The players on the Warsaw pitch
The "pitch" on climate at COP19 in Warsaw this week is how to persuade the big players to stay onside. However, there is also pitch, shale gas and the avoidance of Russian gas on the local menu. Christiana Figueres is the leading UN official on climate change, with IPCC figures to consider within a very different agenda. "This is very serious data, which puts a lot of the onus on developed countries to truly support the transformation developing countries have to make (to a low-carbon economy)" she said.
Her opposite numbers in the EU are trying at the same time to keep the UK committed to their green levies on energy charges. Strangely, Germany and other European countries are a little behind the UK, especially on wind power. Small countries such as Scotland and indeed several other windier parts of the UK have invested much more heavily than their continental colleagues. Germany leads on solar technology and others such as Italy have joined them in banning nuclear alternatives, leaving them with a huge reliance on renewable technologies.
Meanwhile, on a bigger front, the UNFCCC (Framework Convention on Climate Change) are keen to maintain at least some progress in Warsaw with a "coalition of ambition," constituted by 100 developing countries who seek help with their high-carbon economies. The Polish hosts have a coal-based economy (90% of energy production comes from coal-powered generation, and 2 brand-new power stations are being built, possibly without any CCS or HELE low-emission technology).
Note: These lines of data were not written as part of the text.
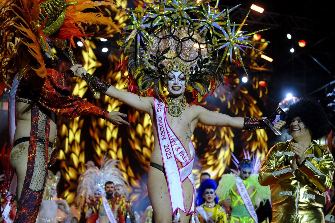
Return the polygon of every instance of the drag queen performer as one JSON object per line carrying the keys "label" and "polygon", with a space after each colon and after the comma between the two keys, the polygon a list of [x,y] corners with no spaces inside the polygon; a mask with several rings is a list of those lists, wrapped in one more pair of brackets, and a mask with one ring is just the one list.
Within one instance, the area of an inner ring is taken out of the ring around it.
{"label": "drag queen performer", "polygon": [[61,173],[57,172],[56,175],[50,170],[48,171],[48,179],[46,185],[44,195],[40,211],[38,215],[36,223],[54,222],[57,223],[61,220],[60,212],[65,214],[65,218],[68,219],[70,216],[70,207],[66,200],[57,197],[57,185],[60,180]]}
{"label": "drag queen performer", "polygon": [[258,223],[255,209],[259,207],[261,201],[270,199],[270,189],[258,183],[260,157],[254,155],[251,160],[249,153],[244,151],[246,158],[240,162],[232,153],[232,160],[238,171],[232,170],[233,174],[222,175],[216,193],[220,199],[219,204],[228,201],[231,207],[231,223]]}
{"label": "drag queen performer", "polygon": [[[218,4],[213,8],[201,1],[150,1],[143,10],[139,6],[139,11],[128,11],[132,23],[120,42],[120,66],[128,70],[131,92],[92,75],[85,78],[92,87],[104,89],[103,93],[150,116],[155,143],[148,191],[155,222],[188,222],[191,214],[195,216],[195,149],[190,139],[197,125],[245,129],[266,126],[261,120],[232,118],[186,102],[185,90],[200,101],[224,83],[231,61],[244,67],[241,47],[252,47],[246,39],[255,33],[240,33],[245,20],[236,27]],[[276,124],[278,128],[283,124]]]}
{"label": "drag queen performer", "polygon": [[[119,211],[118,206],[116,208],[114,203],[107,200],[104,189],[105,183],[112,181],[120,193],[124,194],[125,198],[128,198],[128,182],[117,168],[119,161],[109,159],[105,155],[102,159],[100,168],[91,161],[85,164],[87,169],[79,177],[75,202],[81,210],[84,204],[87,204],[85,215],[88,218],[87,223],[95,223],[98,219],[100,223],[125,222],[124,212]],[[124,211],[127,207],[125,205],[123,207],[125,208],[123,209]]]}
{"label": "drag queen performer", "polygon": [[206,179],[200,184],[195,200],[200,223],[227,223],[225,211],[217,204],[216,188],[216,182],[212,179]]}
{"label": "drag queen performer", "polygon": [[[11,87],[10,161],[17,177],[18,202],[14,222],[25,223],[36,221],[48,169],[57,157],[57,114],[74,117],[84,114],[113,124],[127,124],[120,121],[119,115],[125,117],[121,113],[109,113],[71,94],[65,81],[84,70],[79,65],[64,73],[52,68],[58,58],[48,43],[69,39],[72,44],[75,36],[84,41],[82,37],[89,34],[80,31],[83,30],[81,22],[112,23],[106,22],[108,19],[98,13],[84,13],[78,17],[77,13],[82,13],[80,11],[86,8],[113,4],[89,0],[83,4],[65,0],[40,3],[37,0],[5,0],[0,3],[0,69],[3,75],[0,77],[0,93]],[[83,16],[85,15],[87,17]]]}

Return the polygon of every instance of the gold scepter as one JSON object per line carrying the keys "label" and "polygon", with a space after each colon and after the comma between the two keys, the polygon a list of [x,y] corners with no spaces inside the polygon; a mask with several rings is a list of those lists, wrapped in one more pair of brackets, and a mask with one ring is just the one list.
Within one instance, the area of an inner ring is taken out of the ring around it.
{"label": "gold scepter", "polygon": [[[78,63],[76,61],[75,58],[73,56],[73,51],[72,50],[72,49],[70,49],[68,51],[67,51],[65,49],[66,47],[66,40],[56,39],[55,41],[55,44],[57,47],[62,49],[63,53],[70,60],[70,61],[71,62],[72,65],[75,65],[78,64]],[[89,73],[87,73],[87,75],[92,75]],[[85,75],[83,75],[82,77],[83,79],[87,83],[87,85],[88,86],[88,87],[89,88],[91,91],[93,93],[93,97],[95,99],[100,99],[101,97],[100,93],[97,91],[91,86],[91,85],[89,84],[88,80],[87,80],[86,77],[85,76]]]}

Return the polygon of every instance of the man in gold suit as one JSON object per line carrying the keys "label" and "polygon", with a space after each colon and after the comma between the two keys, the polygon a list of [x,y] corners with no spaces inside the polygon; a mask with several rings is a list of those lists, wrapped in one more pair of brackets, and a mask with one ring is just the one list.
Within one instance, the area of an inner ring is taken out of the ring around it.
{"label": "man in gold suit", "polygon": [[307,98],[290,105],[287,113],[293,138],[271,148],[258,178],[261,185],[270,186],[271,222],[323,223],[323,193],[331,186],[334,164],[327,146],[314,140],[327,134],[327,117]]}

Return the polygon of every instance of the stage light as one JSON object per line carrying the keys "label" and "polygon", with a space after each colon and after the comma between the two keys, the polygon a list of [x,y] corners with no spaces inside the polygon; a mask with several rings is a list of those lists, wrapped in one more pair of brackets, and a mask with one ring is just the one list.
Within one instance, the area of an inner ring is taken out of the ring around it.
{"label": "stage light", "polygon": [[264,9],[263,8],[261,8],[259,6],[258,6],[256,5],[254,5],[253,4],[250,6],[250,8],[253,10],[255,10],[256,12],[258,12],[260,13],[262,13],[264,11]]}
{"label": "stage light", "polygon": [[279,107],[281,108],[284,111],[286,111],[288,108],[288,106],[291,103],[296,101],[297,100],[299,99],[295,96],[293,96],[290,98],[288,98],[287,97],[285,98],[282,99],[280,102],[279,103]]}
{"label": "stage light", "polygon": [[258,84],[260,86],[264,87],[266,85],[266,82],[265,81],[260,81],[259,82],[258,82]]}
{"label": "stage light", "polygon": [[273,59],[271,58],[271,57],[269,57],[266,55],[265,55],[264,54],[262,54],[261,55],[261,57],[264,59],[264,60],[266,60],[268,61],[269,62],[272,62],[273,61]]}
{"label": "stage light", "polygon": [[262,38],[262,36],[259,33],[255,33],[254,34],[254,38],[256,41],[259,41],[261,40],[261,38]]}
{"label": "stage light", "polygon": [[298,44],[300,47],[305,47],[306,45],[306,41],[303,39],[299,40],[298,42]]}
This is leading observers to believe that a real breakthrough with carbon mitigation measures cannot be made until the 2015 meeting in Paris. Poland, like many other nations is also about to explore its shale-oil resources! As we have reported several times, the IPCC (Intergovernmental Panel on Climate Change) have warned that earth's carbon budget will not stand the current increases in emissions. The precious 2 degree Celsius rise in global temperatures must be a maximum, otherwise the next few centuries seem destined to be plagued with high sea levels and the obvious increasingly violent and weather systems and climate quirks.
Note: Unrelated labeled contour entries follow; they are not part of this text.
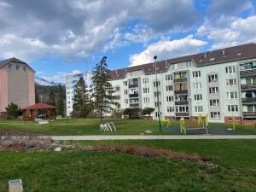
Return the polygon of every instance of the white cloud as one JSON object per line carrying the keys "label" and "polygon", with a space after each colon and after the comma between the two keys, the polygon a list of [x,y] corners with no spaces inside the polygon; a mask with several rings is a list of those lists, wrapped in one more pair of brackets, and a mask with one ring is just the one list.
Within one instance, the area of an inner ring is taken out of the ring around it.
{"label": "white cloud", "polygon": [[151,62],[154,55],[158,55],[159,60],[164,60],[196,53],[207,44],[205,41],[194,38],[192,35],[182,39],[160,41],[148,45],[143,52],[131,55],[131,66]]}
{"label": "white cloud", "polygon": [[[222,18],[224,20],[224,18]],[[228,18],[227,18],[228,20]],[[200,35],[213,41],[212,49],[234,46],[247,43],[256,43],[256,15],[245,19],[232,18],[224,27],[217,20],[211,22],[207,20],[198,29]]]}

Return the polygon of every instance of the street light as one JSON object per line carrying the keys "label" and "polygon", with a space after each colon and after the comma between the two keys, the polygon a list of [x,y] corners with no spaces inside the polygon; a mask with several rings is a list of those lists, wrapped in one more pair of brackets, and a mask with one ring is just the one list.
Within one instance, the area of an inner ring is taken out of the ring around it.
{"label": "street light", "polygon": [[162,132],[162,124],[161,124],[161,119],[160,116],[160,102],[159,102],[159,92],[158,92],[158,81],[157,81],[157,73],[156,73],[156,59],[157,55],[154,56],[154,74],[155,74],[155,84],[156,84],[156,97],[157,97],[157,109],[158,109],[158,124],[159,124],[159,130],[160,133]]}

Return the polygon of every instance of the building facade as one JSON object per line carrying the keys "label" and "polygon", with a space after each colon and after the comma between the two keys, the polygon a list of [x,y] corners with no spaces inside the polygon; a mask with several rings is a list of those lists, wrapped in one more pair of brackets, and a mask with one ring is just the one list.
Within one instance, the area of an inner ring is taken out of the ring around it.
{"label": "building facade", "polygon": [[90,95],[93,92],[93,86],[91,83],[92,72],[84,72],[82,73],[70,74],[66,76],[66,101],[67,101],[67,115],[70,116],[73,112],[73,95],[74,95],[74,86],[80,78],[84,79]]}
{"label": "building facade", "polygon": [[[231,122],[233,117],[237,124],[256,121],[255,44],[113,70],[110,75],[119,103],[115,108],[154,108],[154,119],[196,119],[208,114],[210,122]],[[77,79],[67,77],[67,114]]]}
{"label": "building facade", "polygon": [[[154,119],[256,120],[256,44],[249,44],[111,72],[119,108],[154,108]],[[158,91],[157,91],[158,90]],[[157,102],[157,96],[160,102]]]}
{"label": "building facade", "polygon": [[6,116],[5,108],[13,102],[19,108],[35,103],[34,70],[16,58],[0,61],[0,116]]}

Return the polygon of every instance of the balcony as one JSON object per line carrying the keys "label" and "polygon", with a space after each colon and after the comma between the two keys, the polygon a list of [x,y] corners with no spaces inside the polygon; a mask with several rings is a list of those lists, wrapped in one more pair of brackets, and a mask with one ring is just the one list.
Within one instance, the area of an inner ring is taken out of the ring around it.
{"label": "balcony", "polygon": [[256,90],[256,84],[241,84],[241,90]]}
{"label": "balcony", "polygon": [[179,112],[175,113],[176,117],[189,117],[189,112]]}
{"label": "balcony", "polygon": [[243,117],[256,117],[256,112],[242,112],[242,116]]}
{"label": "balcony", "polygon": [[174,94],[188,94],[188,90],[174,90]]}
{"label": "balcony", "polygon": [[187,78],[179,78],[179,79],[174,79],[174,83],[182,83],[182,82],[187,82]]}
{"label": "balcony", "polygon": [[135,87],[138,87],[138,84],[130,84],[128,85],[129,88],[135,88]]}
{"label": "balcony", "polygon": [[134,97],[138,97],[138,94],[129,94],[129,97],[134,98]]}
{"label": "balcony", "polygon": [[175,105],[189,105],[189,101],[176,101]]}
{"label": "balcony", "polygon": [[256,98],[241,98],[242,103],[256,103]]}
{"label": "balcony", "polygon": [[130,108],[139,108],[140,104],[139,103],[130,103]]}
{"label": "balcony", "polygon": [[256,69],[240,71],[241,78],[254,77],[254,76],[256,76]]}

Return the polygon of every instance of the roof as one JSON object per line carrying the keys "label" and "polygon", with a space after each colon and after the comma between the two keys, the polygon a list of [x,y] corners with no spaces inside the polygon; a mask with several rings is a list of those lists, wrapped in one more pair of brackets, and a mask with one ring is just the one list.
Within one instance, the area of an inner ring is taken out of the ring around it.
{"label": "roof", "polygon": [[34,105],[23,108],[22,110],[37,110],[37,109],[50,109],[50,108],[56,108],[56,107],[46,103],[38,102]]}
{"label": "roof", "polygon": [[18,63],[21,63],[21,64],[26,64],[28,67],[30,67],[33,72],[34,70],[25,61],[22,61],[21,60],[19,60],[15,57],[13,58],[9,58],[7,60],[3,60],[0,61],[0,68],[7,64],[9,64],[9,62],[18,62]]}
{"label": "roof", "polygon": [[[203,67],[252,58],[256,58],[256,44],[242,44],[157,61],[156,72],[166,72],[172,64],[189,61],[193,61],[195,67]],[[143,70],[145,74],[154,73],[154,62],[113,70],[110,72],[109,75],[111,79],[124,79],[126,75],[126,73],[137,70]]]}

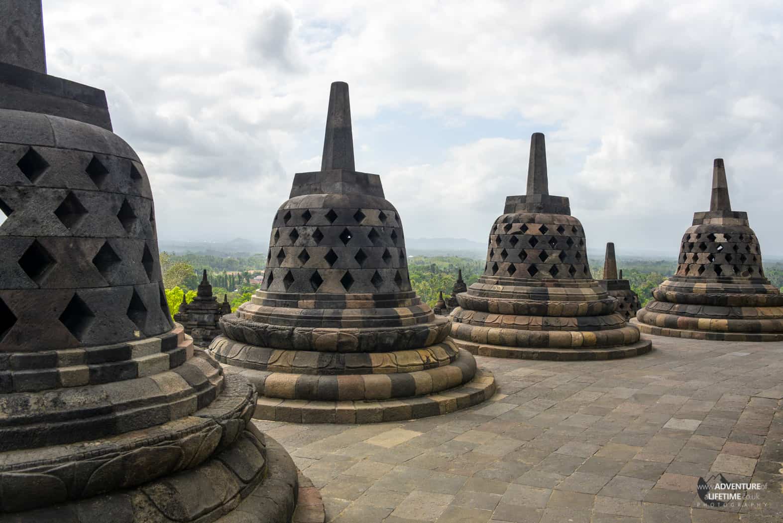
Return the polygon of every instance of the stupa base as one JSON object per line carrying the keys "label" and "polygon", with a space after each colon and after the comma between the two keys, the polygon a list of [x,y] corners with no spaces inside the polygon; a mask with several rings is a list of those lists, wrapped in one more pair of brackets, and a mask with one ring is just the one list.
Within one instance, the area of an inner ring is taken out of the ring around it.
{"label": "stupa base", "polygon": [[[224,365],[226,373],[251,370]],[[369,424],[404,421],[439,416],[467,409],[492,398],[495,377],[479,370],[471,381],[437,394],[400,399],[363,401],[308,401],[259,396],[253,417],[289,423]]]}
{"label": "stupa base", "polygon": [[[644,332],[644,331],[643,331]],[[471,354],[494,358],[514,358],[517,359],[547,359],[553,361],[591,361],[631,358],[652,350],[652,341],[638,341],[619,347],[580,347],[561,348],[556,347],[504,347],[488,343],[475,343],[454,339],[454,343]]]}
{"label": "stupa base", "polygon": [[635,325],[640,331],[646,334],[655,334],[655,336],[683,337],[691,340],[709,340],[711,341],[783,341],[783,333],[689,330],[687,329],[674,329],[648,325],[636,319],[630,320],[630,323]]}

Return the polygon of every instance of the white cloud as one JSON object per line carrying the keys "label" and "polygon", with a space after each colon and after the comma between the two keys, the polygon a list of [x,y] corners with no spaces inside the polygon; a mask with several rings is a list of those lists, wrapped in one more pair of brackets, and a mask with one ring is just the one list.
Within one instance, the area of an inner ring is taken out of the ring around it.
{"label": "white cloud", "polygon": [[[592,248],[673,258],[722,157],[735,208],[783,254],[777,2],[44,7],[50,72],[106,90],[162,236],[265,236],[294,171],[317,168],[329,83],[345,80],[357,168],[382,175],[409,237],[483,242],[504,197],[524,193],[543,130],[550,191],[571,198]],[[404,132],[424,124],[431,152]],[[363,134],[389,127],[401,130],[385,142]]]}

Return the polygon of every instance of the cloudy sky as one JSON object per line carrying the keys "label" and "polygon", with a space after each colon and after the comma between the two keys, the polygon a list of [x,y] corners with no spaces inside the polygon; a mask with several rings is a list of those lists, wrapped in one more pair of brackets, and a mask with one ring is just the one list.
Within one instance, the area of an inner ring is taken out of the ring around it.
{"label": "cloudy sky", "polygon": [[485,242],[542,132],[591,251],[676,256],[723,157],[783,257],[779,0],[43,3],[49,73],[106,90],[161,239],[266,242],[341,80],[409,238]]}

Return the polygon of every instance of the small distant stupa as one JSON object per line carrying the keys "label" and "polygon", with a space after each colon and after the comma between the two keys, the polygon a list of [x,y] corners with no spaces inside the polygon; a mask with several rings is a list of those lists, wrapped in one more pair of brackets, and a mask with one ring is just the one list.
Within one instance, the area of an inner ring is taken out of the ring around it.
{"label": "small distant stupa", "polygon": [[617,312],[622,314],[626,321],[636,318],[639,310],[639,297],[631,290],[631,284],[622,279],[622,271],[617,273],[617,260],[615,258],[615,244],[606,244],[606,255],[604,257],[604,279],[599,280],[601,286],[615,300]]}
{"label": "small distant stupa", "polygon": [[783,294],[764,276],[748,214],[732,211],[723,161],[713,164],[709,211],[693,215],[677,273],[637,313],[642,332],[702,340],[783,341]]}
{"label": "small distant stupa", "polygon": [[[207,270],[204,269],[196,298],[187,303],[185,294],[182,294],[182,302],[179,305],[179,312],[174,315],[174,321],[182,323],[185,332],[193,337],[197,346],[206,348],[212,340],[222,333],[220,317],[226,314],[226,305],[228,305],[225,294],[223,300],[223,303],[218,303],[217,298],[212,295],[212,286],[207,280]],[[228,312],[231,312],[230,305]]]}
The truly surreal pitch at the UN COP19 Conference is to deal with an international coal conference next door by "World Coal." The Polish government prove here with the organisation of this other conference that they are nothing if not dedicated to their coal. Martin Korolec, their environment minister believes there is, "no place for confrontation, isolation and selection" at the main talks, pointing out that the International Energy Agency (IEA) predicts global demand for coal is set to rise until 2035. We might find that attitude causes logical problems for the UN delegates. They would simply have to ignore their hosts! ( and the guys next door.) Poland has several pressure groups pushing for some renewable incentives and was criticised in March for failing to implement renewable energy directives from the EU. The environmentalists certainly seem likely to be necessarily-aggressive during this critical confrontation.
Perhaps we had all better hold our breath till 2015. At least the fumes can be avoided that way!